Dr. Gert Kootstra (M) is Assistant Professor in computer vision and robotics. He received his PhD in artificial intelligence from the University of Groningen in 2010. He worked on the topic of machine vision for robotic manipulation at the Royal Institute of Technology (KTH) in Stockholm from 2009-2012. At Wageningen Research, Gert started working on the application of machine vision and robotics in food production and agriculture in close collaboration with industry. In 2017, he started his current position at Wageningen University. During his career, Gert worked on projects on core-robotic technologies, such as the FP7 project eSMSc and the Swedish RoSy project, as well as on applied projects in agri-food, such as the FP7 project PicknPack, the Echord++ SAGA experiment and many national Dutch projects and programs, notably the FlexCRAFT program started in 2019. His work has been published in many international peer-reviewed journals and conference proceedings. Gert currently co-supervises 10 PhD students and 4 postdocs all working on the development of machine-vision and robotic technologies with application in the agri-food sector.

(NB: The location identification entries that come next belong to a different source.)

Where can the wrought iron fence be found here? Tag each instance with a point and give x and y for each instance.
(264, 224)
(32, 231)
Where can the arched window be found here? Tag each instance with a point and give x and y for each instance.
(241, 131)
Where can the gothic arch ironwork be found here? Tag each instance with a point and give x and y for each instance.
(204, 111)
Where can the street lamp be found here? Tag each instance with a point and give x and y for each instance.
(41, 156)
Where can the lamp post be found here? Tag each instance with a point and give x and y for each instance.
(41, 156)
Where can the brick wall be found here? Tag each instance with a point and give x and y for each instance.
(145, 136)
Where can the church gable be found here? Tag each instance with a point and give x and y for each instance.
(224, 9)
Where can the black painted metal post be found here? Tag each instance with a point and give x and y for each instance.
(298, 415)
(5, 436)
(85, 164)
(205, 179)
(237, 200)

Dr. João Valente he is currently University Lecturer and Researcher in the Information Technology Group (INF) from the Wageningen University & Research (WUR). He received is MSc degree in computer sciences from New University of Lisbon in 2008, and MSc and PhD in Robotics and Automation, from the Polytechnic University of Madrid (UPM) in 2011 and 2014. From 2015-2017 he was assistant professor at the Carlos III University of Madrid and from 2017 to 2019 he was Postdoc in WUR. He has been working with UAVs and field robotics for more than 10 years. His research focus in developing intelligent flying machines that smell and see for solving agri-food and ecology management problems, while bridging the gap between UAV’s (aka. Drones) and people. For achieving this end João combines market available off-the-shelf UAVs and consumer electronics sensors with machine learning and artificial intelligence approaches. He is author of more than 40 journals and conferences papers in this topic.

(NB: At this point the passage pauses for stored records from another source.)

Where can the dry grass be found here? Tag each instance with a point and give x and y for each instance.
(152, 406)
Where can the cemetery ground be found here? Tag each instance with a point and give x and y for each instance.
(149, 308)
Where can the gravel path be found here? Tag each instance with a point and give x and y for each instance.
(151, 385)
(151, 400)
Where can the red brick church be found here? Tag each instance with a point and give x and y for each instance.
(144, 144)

I’m a plant systems biologist interested in transcriptional regulation of stress responses, regulation of primary and specialized metabolism, and genomics of metabolic traits. My toolbox includes multivariate statistics, graph theory, metabolic control analysis, genome wide association mapping and mathematical modeling of metabolic processes. In my group we combine computational approaches and mass spectrometry-based chemical analytics to study metabolic and quality traits of crop plants.